We believe individual states have the right to embrace capital punishment – Wisconsin voters are deciding in November whether to make their state the 39th in the nation to have a death penalty. But we don’t believe the State of Minnesota should be in the business of state-sponsored killing.
While a Gallup poll in May found 65 percent of Americans favor the concept of the death penalty even if it were proven capital punishment didn’t deter crime, 91 percent of Americans also believe innocent people have been sentenced to death. How do we, as individuals, rationalize and reconcile these conflicting beliefs?
The truth is, states sometimes kill the wrong person. Since the 1970s, according to the United States Department of Justice, more than 120 death row inmates have been exonerated of their capital crimes, and evidence has exonerated many others after their executions. That, alone, is enough to sway our view. Rodriguez’s guilt isn’t in question, but again, our convictions stand upon higher ground than any single case. If we, as a society, are morally opposed to murder, the blessing of a governor or president doesn’t absolve us of that moral standard. There are egregious racial disparities inherent in our judicial system – 98 percent of district attorneys in death penalty states are white, and blacks make up 42 percent of death row inmates.
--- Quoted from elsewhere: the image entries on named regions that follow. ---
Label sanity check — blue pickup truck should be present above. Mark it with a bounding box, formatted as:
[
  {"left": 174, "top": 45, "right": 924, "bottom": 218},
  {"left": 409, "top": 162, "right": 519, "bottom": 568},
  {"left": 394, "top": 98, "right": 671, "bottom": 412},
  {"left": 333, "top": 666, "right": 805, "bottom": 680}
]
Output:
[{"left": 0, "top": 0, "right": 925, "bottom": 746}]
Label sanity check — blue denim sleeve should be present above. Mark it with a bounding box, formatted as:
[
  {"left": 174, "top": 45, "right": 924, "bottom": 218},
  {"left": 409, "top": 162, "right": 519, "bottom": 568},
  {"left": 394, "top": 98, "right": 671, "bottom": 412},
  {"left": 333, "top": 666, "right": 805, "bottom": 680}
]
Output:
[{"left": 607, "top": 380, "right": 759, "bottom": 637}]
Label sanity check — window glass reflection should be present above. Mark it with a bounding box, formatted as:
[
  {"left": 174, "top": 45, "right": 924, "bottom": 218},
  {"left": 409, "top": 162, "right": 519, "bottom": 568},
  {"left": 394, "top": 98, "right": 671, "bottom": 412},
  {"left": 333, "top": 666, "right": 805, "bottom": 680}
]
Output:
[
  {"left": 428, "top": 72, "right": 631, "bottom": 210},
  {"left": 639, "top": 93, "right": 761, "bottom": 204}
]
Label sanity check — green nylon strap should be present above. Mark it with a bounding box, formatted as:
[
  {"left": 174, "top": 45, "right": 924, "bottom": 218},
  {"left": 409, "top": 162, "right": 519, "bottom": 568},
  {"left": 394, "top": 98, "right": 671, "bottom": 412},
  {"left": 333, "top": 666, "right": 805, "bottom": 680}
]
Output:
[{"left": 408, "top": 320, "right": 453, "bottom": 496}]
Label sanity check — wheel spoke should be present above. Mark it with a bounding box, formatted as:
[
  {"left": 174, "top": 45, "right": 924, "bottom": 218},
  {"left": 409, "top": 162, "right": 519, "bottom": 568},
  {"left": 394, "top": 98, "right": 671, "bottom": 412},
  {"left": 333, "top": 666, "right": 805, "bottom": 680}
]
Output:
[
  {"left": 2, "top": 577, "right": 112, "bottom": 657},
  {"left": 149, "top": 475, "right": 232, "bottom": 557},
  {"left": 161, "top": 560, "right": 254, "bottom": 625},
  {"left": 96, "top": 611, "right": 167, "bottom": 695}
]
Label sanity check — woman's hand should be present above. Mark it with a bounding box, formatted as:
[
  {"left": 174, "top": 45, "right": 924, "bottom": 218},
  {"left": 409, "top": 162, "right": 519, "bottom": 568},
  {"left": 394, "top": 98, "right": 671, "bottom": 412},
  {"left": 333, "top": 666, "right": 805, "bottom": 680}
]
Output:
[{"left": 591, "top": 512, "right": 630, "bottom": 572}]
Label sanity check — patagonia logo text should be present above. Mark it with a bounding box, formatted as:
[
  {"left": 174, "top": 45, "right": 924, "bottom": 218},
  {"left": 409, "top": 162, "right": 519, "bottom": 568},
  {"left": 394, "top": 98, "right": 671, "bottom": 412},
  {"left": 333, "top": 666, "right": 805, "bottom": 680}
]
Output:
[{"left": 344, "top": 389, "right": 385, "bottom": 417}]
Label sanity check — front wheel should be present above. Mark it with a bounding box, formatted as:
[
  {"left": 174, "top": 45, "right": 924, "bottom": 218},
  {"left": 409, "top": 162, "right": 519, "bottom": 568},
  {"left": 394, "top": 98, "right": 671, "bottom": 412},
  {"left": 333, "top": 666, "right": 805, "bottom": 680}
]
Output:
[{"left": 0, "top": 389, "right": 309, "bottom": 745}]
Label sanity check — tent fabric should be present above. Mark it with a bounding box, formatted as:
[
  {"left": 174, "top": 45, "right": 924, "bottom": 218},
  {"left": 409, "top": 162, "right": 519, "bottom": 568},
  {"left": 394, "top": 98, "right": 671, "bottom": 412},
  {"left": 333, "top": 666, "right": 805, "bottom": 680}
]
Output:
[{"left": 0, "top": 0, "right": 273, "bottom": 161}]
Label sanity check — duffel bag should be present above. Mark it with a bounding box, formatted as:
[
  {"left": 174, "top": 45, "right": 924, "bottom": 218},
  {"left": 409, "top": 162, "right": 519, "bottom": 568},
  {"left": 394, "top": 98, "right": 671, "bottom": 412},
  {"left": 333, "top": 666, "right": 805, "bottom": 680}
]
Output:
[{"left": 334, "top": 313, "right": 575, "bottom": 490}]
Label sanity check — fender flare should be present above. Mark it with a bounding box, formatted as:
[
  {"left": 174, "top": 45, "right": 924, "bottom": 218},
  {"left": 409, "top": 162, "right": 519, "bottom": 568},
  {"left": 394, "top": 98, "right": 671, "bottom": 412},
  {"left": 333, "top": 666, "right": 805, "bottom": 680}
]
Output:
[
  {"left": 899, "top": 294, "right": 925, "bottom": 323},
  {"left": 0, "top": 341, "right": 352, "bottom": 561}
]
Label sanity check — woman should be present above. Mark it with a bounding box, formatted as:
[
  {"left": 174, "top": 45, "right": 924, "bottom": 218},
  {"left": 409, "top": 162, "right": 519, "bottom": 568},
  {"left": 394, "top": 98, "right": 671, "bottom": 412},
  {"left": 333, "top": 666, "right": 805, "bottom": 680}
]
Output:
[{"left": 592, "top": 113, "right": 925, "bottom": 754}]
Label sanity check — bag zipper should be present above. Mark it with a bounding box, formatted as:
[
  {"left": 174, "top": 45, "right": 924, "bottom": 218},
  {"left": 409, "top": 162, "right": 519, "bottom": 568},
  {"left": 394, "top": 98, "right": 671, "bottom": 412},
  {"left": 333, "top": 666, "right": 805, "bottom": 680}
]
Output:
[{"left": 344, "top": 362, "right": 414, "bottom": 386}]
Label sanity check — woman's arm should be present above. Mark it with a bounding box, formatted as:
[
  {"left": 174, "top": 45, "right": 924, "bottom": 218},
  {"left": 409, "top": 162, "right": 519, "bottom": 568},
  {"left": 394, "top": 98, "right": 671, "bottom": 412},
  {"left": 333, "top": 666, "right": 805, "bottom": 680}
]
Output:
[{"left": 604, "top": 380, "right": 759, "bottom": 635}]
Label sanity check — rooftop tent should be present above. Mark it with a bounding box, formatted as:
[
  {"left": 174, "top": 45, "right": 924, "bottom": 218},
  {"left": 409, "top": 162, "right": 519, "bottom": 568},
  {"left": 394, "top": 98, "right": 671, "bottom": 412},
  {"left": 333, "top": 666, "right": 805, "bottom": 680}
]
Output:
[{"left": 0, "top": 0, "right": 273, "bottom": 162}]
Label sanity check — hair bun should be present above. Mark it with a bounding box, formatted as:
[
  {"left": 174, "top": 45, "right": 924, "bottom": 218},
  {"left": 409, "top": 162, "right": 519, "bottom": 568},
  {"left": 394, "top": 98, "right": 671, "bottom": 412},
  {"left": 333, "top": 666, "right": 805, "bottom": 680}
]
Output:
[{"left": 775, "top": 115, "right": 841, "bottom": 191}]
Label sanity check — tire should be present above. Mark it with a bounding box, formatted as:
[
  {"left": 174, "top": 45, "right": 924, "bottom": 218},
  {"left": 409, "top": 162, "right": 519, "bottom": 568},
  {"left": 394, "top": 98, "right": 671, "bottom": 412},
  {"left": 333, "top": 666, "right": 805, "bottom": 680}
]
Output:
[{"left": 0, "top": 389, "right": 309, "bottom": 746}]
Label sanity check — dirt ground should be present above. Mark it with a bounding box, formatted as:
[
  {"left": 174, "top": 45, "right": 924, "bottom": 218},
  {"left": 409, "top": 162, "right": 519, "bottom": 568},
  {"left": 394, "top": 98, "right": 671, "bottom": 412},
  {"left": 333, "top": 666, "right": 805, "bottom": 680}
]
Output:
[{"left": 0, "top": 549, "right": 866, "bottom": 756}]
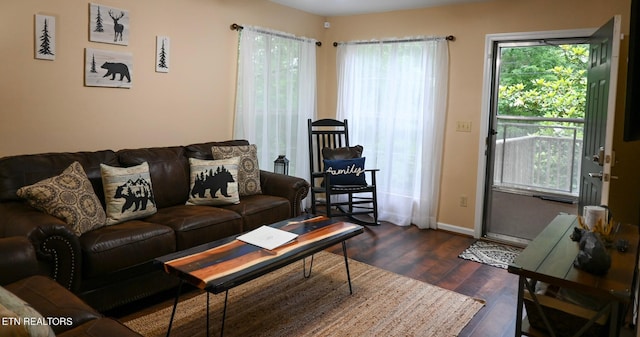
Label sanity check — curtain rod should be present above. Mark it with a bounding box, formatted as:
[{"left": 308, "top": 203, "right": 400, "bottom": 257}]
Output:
[
  {"left": 333, "top": 35, "right": 456, "bottom": 47},
  {"left": 229, "top": 23, "right": 322, "bottom": 47}
]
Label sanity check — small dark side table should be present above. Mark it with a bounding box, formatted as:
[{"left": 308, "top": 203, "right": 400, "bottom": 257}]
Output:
[{"left": 508, "top": 215, "right": 640, "bottom": 337}]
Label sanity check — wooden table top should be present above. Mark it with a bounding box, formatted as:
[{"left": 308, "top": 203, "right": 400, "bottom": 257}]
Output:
[
  {"left": 508, "top": 215, "right": 640, "bottom": 302},
  {"left": 156, "top": 216, "right": 364, "bottom": 294}
]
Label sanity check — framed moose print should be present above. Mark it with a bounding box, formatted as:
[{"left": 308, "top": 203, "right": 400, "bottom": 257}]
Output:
[
  {"left": 89, "top": 3, "right": 131, "bottom": 46},
  {"left": 84, "top": 48, "right": 133, "bottom": 89}
]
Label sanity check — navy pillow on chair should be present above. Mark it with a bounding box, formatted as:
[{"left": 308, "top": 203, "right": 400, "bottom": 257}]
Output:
[{"left": 323, "top": 157, "right": 367, "bottom": 185}]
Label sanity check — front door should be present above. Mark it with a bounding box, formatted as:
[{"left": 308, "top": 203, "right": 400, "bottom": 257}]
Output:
[{"left": 578, "top": 15, "right": 620, "bottom": 213}]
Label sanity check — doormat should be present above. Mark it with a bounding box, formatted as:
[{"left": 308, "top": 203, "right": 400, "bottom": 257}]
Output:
[{"left": 458, "top": 240, "right": 522, "bottom": 269}]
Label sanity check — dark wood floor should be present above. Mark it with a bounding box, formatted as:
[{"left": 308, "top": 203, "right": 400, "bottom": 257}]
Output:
[{"left": 329, "top": 223, "right": 518, "bottom": 337}]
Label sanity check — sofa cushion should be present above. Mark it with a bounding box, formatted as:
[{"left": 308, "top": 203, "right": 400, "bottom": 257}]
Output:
[
  {"left": 117, "top": 146, "right": 189, "bottom": 208},
  {"left": 80, "top": 220, "right": 176, "bottom": 279},
  {"left": 6, "top": 275, "right": 101, "bottom": 334},
  {"left": 187, "top": 157, "right": 240, "bottom": 205},
  {"left": 185, "top": 139, "right": 249, "bottom": 160},
  {"left": 145, "top": 205, "right": 242, "bottom": 250},
  {"left": 222, "top": 194, "right": 291, "bottom": 231},
  {"left": 17, "top": 162, "right": 106, "bottom": 236},
  {"left": 0, "top": 287, "right": 55, "bottom": 337},
  {"left": 100, "top": 162, "right": 157, "bottom": 225},
  {"left": 211, "top": 145, "right": 262, "bottom": 197},
  {"left": 0, "top": 150, "right": 118, "bottom": 202}
]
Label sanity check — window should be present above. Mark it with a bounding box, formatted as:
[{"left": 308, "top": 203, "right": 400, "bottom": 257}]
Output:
[{"left": 234, "top": 27, "right": 316, "bottom": 177}]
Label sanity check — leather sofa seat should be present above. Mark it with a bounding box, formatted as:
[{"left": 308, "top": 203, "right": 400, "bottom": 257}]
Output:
[
  {"left": 146, "top": 205, "right": 242, "bottom": 250},
  {"left": 222, "top": 194, "right": 291, "bottom": 231},
  {"left": 80, "top": 220, "right": 176, "bottom": 279}
]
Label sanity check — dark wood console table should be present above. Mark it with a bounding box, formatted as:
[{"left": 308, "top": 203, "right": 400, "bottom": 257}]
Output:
[{"left": 508, "top": 215, "right": 640, "bottom": 337}]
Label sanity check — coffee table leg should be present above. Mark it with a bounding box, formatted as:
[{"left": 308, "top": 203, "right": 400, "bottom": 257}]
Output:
[
  {"left": 220, "top": 289, "right": 229, "bottom": 337},
  {"left": 167, "top": 280, "right": 184, "bottom": 337},
  {"left": 342, "top": 241, "right": 353, "bottom": 294}
]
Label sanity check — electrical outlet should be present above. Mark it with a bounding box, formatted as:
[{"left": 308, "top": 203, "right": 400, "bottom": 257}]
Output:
[{"left": 456, "top": 121, "right": 471, "bottom": 132}]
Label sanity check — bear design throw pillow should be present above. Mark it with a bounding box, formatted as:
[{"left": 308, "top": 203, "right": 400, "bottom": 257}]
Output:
[
  {"left": 187, "top": 157, "right": 240, "bottom": 205},
  {"left": 100, "top": 162, "right": 158, "bottom": 225}
]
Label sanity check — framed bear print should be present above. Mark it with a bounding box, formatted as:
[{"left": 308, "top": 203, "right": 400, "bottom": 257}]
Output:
[
  {"left": 89, "top": 3, "right": 130, "bottom": 46},
  {"left": 84, "top": 48, "right": 133, "bottom": 89}
]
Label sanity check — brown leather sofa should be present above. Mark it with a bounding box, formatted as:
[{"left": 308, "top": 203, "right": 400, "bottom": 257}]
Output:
[
  {"left": 0, "top": 237, "right": 140, "bottom": 337},
  {"left": 0, "top": 140, "right": 309, "bottom": 311}
]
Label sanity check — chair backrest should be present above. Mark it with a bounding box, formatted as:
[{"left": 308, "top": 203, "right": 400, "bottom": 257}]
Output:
[{"left": 307, "top": 119, "right": 349, "bottom": 181}]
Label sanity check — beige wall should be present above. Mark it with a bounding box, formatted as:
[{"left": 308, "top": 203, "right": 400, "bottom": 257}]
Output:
[
  {"left": 0, "top": 0, "right": 640, "bottom": 229},
  {"left": 0, "top": 0, "right": 324, "bottom": 156}
]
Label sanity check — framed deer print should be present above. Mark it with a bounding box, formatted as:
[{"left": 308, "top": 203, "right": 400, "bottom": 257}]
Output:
[
  {"left": 89, "top": 3, "right": 131, "bottom": 46},
  {"left": 84, "top": 48, "right": 133, "bottom": 89}
]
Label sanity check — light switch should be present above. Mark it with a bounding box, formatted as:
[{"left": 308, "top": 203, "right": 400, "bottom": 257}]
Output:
[{"left": 456, "top": 121, "right": 471, "bottom": 132}]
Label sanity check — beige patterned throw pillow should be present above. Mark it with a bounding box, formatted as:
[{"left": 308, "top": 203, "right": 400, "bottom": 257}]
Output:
[
  {"left": 100, "top": 162, "right": 158, "bottom": 225},
  {"left": 211, "top": 145, "right": 262, "bottom": 197},
  {"left": 187, "top": 157, "right": 240, "bottom": 205},
  {"left": 17, "top": 162, "right": 106, "bottom": 236}
]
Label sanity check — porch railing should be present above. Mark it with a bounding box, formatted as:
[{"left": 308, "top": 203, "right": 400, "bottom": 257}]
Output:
[{"left": 494, "top": 116, "right": 584, "bottom": 197}]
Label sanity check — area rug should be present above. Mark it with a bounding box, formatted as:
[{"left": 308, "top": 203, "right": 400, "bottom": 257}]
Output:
[
  {"left": 458, "top": 240, "right": 522, "bottom": 269},
  {"left": 121, "top": 252, "right": 484, "bottom": 337}
]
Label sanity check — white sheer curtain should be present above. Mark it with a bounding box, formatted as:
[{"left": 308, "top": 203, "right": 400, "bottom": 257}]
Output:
[
  {"left": 337, "top": 38, "right": 449, "bottom": 228},
  {"left": 233, "top": 26, "right": 316, "bottom": 179}
]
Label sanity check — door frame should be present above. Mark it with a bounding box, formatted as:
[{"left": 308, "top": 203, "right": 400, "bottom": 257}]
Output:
[{"left": 474, "top": 28, "right": 598, "bottom": 238}]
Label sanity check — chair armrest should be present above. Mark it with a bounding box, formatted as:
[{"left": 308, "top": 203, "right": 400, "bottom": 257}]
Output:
[
  {"left": 0, "top": 202, "right": 82, "bottom": 291},
  {"left": 0, "top": 236, "right": 38, "bottom": 285},
  {"left": 260, "top": 170, "right": 309, "bottom": 217}
]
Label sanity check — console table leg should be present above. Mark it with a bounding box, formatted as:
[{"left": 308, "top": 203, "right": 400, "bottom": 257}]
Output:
[
  {"left": 167, "top": 280, "right": 184, "bottom": 337},
  {"left": 342, "top": 241, "right": 353, "bottom": 294}
]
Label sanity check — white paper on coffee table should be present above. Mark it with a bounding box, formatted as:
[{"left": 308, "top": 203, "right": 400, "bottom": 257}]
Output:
[{"left": 237, "top": 225, "right": 298, "bottom": 250}]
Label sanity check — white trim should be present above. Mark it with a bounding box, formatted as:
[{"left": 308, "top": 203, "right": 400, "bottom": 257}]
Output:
[
  {"left": 473, "top": 28, "right": 597, "bottom": 238},
  {"left": 438, "top": 222, "right": 474, "bottom": 236}
]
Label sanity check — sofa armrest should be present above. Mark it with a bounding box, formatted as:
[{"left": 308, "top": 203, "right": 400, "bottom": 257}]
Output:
[
  {"left": 260, "top": 170, "right": 309, "bottom": 217},
  {"left": 0, "top": 236, "right": 38, "bottom": 285},
  {"left": 0, "top": 202, "right": 82, "bottom": 291}
]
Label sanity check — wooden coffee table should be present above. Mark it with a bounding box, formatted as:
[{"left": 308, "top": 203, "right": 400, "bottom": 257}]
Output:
[{"left": 156, "top": 215, "right": 364, "bottom": 336}]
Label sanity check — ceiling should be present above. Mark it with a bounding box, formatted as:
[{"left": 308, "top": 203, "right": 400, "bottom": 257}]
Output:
[{"left": 270, "top": 0, "right": 490, "bottom": 16}]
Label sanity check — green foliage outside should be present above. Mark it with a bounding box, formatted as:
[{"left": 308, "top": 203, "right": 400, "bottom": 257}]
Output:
[{"left": 498, "top": 45, "right": 589, "bottom": 118}]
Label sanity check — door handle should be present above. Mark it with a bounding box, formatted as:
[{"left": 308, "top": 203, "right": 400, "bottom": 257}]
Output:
[{"left": 589, "top": 172, "right": 602, "bottom": 180}]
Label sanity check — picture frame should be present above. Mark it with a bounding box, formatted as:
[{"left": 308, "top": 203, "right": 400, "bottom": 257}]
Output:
[
  {"left": 34, "top": 14, "right": 56, "bottom": 61},
  {"left": 89, "top": 3, "right": 131, "bottom": 46},
  {"left": 84, "top": 48, "right": 133, "bottom": 89},
  {"left": 156, "top": 36, "right": 171, "bottom": 73}
]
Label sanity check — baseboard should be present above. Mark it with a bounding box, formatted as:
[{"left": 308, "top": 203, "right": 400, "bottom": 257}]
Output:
[{"left": 438, "top": 222, "right": 475, "bottom": 237}]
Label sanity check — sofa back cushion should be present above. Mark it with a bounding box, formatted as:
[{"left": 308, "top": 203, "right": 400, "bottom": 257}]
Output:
[
  {"left": 185, "top": 139, "right": 249, "bottom": 160},
  {"left": 116, "top": 146, "right": 190, "bottom": 208},
  {"left": 0, "top": 150, "right": 118, "bottom": 205}
]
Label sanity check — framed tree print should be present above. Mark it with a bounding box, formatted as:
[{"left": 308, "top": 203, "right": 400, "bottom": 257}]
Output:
[
  {"left": 89, "top": 3, "right": 131, "bottom": 46},
  {"left": 156, "top": 36, "right": 171, "bottom": 73},
  {"left": 84, "top": 48, "right": 133, "bottom": 89},
  {"left": 34, "top": 14, "right": 56, "bottom": 60}
]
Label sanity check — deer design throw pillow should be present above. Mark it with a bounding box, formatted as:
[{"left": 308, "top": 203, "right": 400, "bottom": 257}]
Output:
[
  {"left": 17, "top": 162, "right": 105, "bottom": 236},
  {"left": 100, "top": 162, "right": 158, "bottom": 225},
  {"left": 187, "top": 157, "right": 240, "bottom": 205}
]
From trial to execution, there are enormous costs associated with every death penalty case. In North Carolina, Duke University found it costs $2.16 million more to execute someone than to imprison him for life. According to the Palm Beach Post newspaper, Florida taxpayers spend $51 million every year to enforce the death penalty over the costs sentencing those same people to life without parole.
Also, a vast majority of the nation’s criminologists reject the notion that the threat of capital punishment deters people from murder. Many advocates for murder victims’ families say life sentences without the possibility of parole make the families feel safer and give them better senses of closure than waiting the 10 or 15 years, or longer, to wind through the appeals process of a death sentence. These findings and others can be found on the Web site for the Death Penalty Information Center (deathpenaltyinfo.org).
We’ll close with this, from “A Culture of Life and the Penalty of Death,” developed by the Committee on Domestic Policy of the United States Conference of Catholic Bishops:
“Some ask whether those who commit the most heinous crimes or who are found guilty of repeated violence constitute the ‘rare’ occasions when the death penalty is appropriate. According to The Gospel of Life, the existence of a ‘rare’ occasion when the death penalty may be used is not determined by the gravity of the crime but by whether ‘it would not be possible otherwise to defend society.’ No matter how heinous the crime, if society can protect itself without ending a human life, it should do so.”